Convergence of $f_n(x) = x+ (1/n) $ for $x \in \mathbb R$ Let $f_n(x) = x+ (1/n) $ for $x \in \mathbb  R$; 
I must prove that $f_n$ converges to $F(x) = x$ uniformly on $\mathbb R$, and that $f_n^2$ does not converge uniformly. How can this be proven? 
 A: Note that $|f_n(x)-f(x)|=\frac{1}{n}$ for all $n$ and $x$. Let $\epsilon>0$. Since $\frac{1}{n}\to0$, there is $N>0$ such that $\frac{1}{n}<\epsilon$ for all $n\ge N$. So, if $n\ge N$ we have $|f_n(x)-f(x)|=\frac{1}{n}<\epsilon$ independentely of $x$. Then $\{f_n\}$ is uniformly convergent to $f$.

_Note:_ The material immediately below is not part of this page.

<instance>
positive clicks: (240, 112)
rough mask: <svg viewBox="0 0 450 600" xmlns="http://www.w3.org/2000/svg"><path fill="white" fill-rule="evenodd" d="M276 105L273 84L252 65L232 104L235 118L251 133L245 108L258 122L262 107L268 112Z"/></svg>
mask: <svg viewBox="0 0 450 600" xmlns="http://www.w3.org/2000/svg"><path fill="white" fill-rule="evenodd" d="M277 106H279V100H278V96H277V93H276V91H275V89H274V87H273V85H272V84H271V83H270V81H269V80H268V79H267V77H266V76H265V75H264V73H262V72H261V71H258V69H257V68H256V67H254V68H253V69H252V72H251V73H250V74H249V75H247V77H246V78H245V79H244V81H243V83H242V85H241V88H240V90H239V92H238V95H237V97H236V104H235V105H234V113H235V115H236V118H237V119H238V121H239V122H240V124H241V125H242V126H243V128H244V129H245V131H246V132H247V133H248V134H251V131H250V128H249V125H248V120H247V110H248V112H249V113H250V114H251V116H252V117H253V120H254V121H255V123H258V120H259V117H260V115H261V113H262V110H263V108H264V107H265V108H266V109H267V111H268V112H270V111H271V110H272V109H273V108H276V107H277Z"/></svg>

For the second part, if $g_n=f_n^2$ would be uniformly convergent, then it should be pointwise convergent. But $\lim_{n\to\infty}g_n(x)=\lim_{n\to\infty}x^2+\frac{2x}{n}+\frac{1}{n^2}=x^2$. Thus, if $\{g_n\}$ is uniformly convergent, then it converges to $g(x)=x^2$.
Suppose there is uniform convergence. That is, there is some $N>0$ such that $|g_n(x)-g(x)|<1$ for all $n\ge N$, which not depends on $x$. That is, for all $x$ we have $|\frac{2x}{n}+\frac{1}{n^2}|<1$ for $n\ge N$. In particular $|\frac{2x}{N}+\frac{1}{N^2}|<1$ FOR ALL $x$. But since $\lim_{x\to\infty}\frac{2x}{N}+\frac{1}{N^2}=\infty$, then there is $x_0>0$ such that $|\frac{2x_0}{N}+\frac{1}{N^2}|\ge 1$. This contradiction shows that $\{g_n\}$ is not uniformly convergent.
A: For the first part (the uniform convergence part), just use the definition.
Pick an arbitrary $\epsilon > 0$. Show that there exists $N$ (which may depend on $\epsilon$, but not on $x$), such that when $n > N$, we have: $|f_n(x) - F(x)| < \epsilon$ (for all $x$). Obviously here you can use $N\geq \frac{1}{\epsilon}$.     
The second statement is not true. The function sequence $f_n^2(x)$ converges to $G(x) = x^2$. Maybe you meant that it does not converge uniformly to $x^2$. Again, use the definition of uniform convergence.